The ever increasing use of mobile devices exposes user privacy in numerous ways. Despite the fact that mobile OSes take several measures to protect their users, attackers seem to always be one step ahead. Nonetheless, most would agree that the state-of-the-art countermeasures guarantee an independence between the browser and the mobile apps so they cannot exchange information. Taking Android as our reference platform, we introduce new methods that exploit various inherent mechanisms to practically guarantee absolute identification with limited resource usage. Moreover, the proposed methods extend the notion of device fingerprinting to what we have introduced as “session fingerprinting”. Our techniques can be performed without accessing unique device characteristics or using dangerous permissions. In this regard, our techniques imply a bigger threat, as the covert channel that is created between the web pages and the apps cannot be easily traced.

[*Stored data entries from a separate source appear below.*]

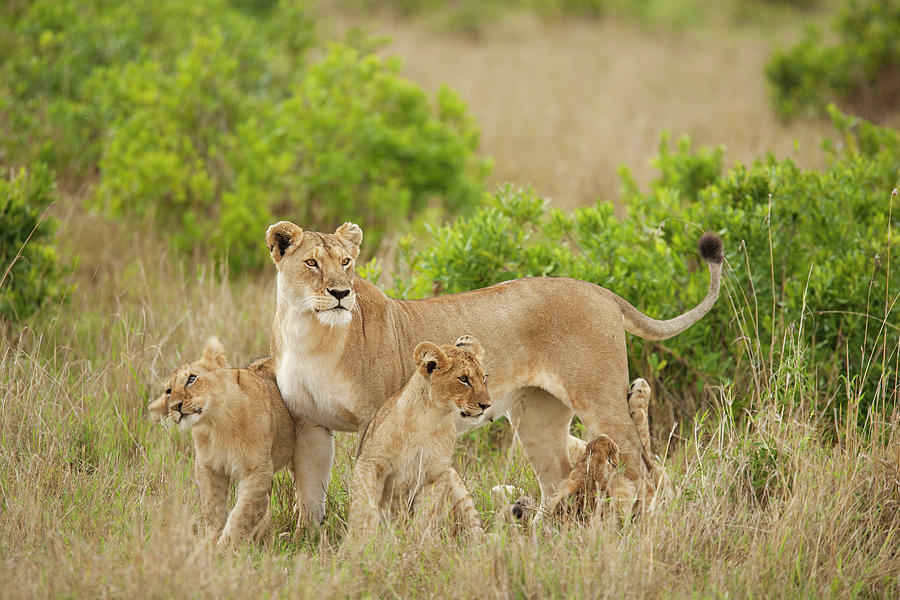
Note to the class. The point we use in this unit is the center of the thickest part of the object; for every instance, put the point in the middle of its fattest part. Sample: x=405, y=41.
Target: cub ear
x=429, y=357
x=214, y=354
x=351, y=235
x=470, y=344
x=281, y=236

Due to the fact that all the aforementioned mechanisms are inherent in Android, one cannot rule out the possibility that these mechanisms are already being exploited, enabling unauthorized and unregulated cooperation between the two ecosystems. Clearly, this would greatly expose users’ privacy, bypassing the permission model of the most widely used mobile platform to date. Addressing such issues is a rather challenging task, because, apart from changing the native Android mechanisms, it is also a requirement for the OS to determine the context of some function calls, either to prohibit access to resources or to obfuscate the underlying information, since these calls might seem legitimate.

Conflicts of Interest

The authors declare that there are no conflicts of interest regarding the publication of this article.

Acknowledgments

This work was supported by the European Commission under the Horizon 2020 Programme (H2020), as part of the OPERANDO project (Grant Agreement no. 653704). The authors would like to acknowledge ElevenPaths for their valuable feedback and providing them access to Tacyt.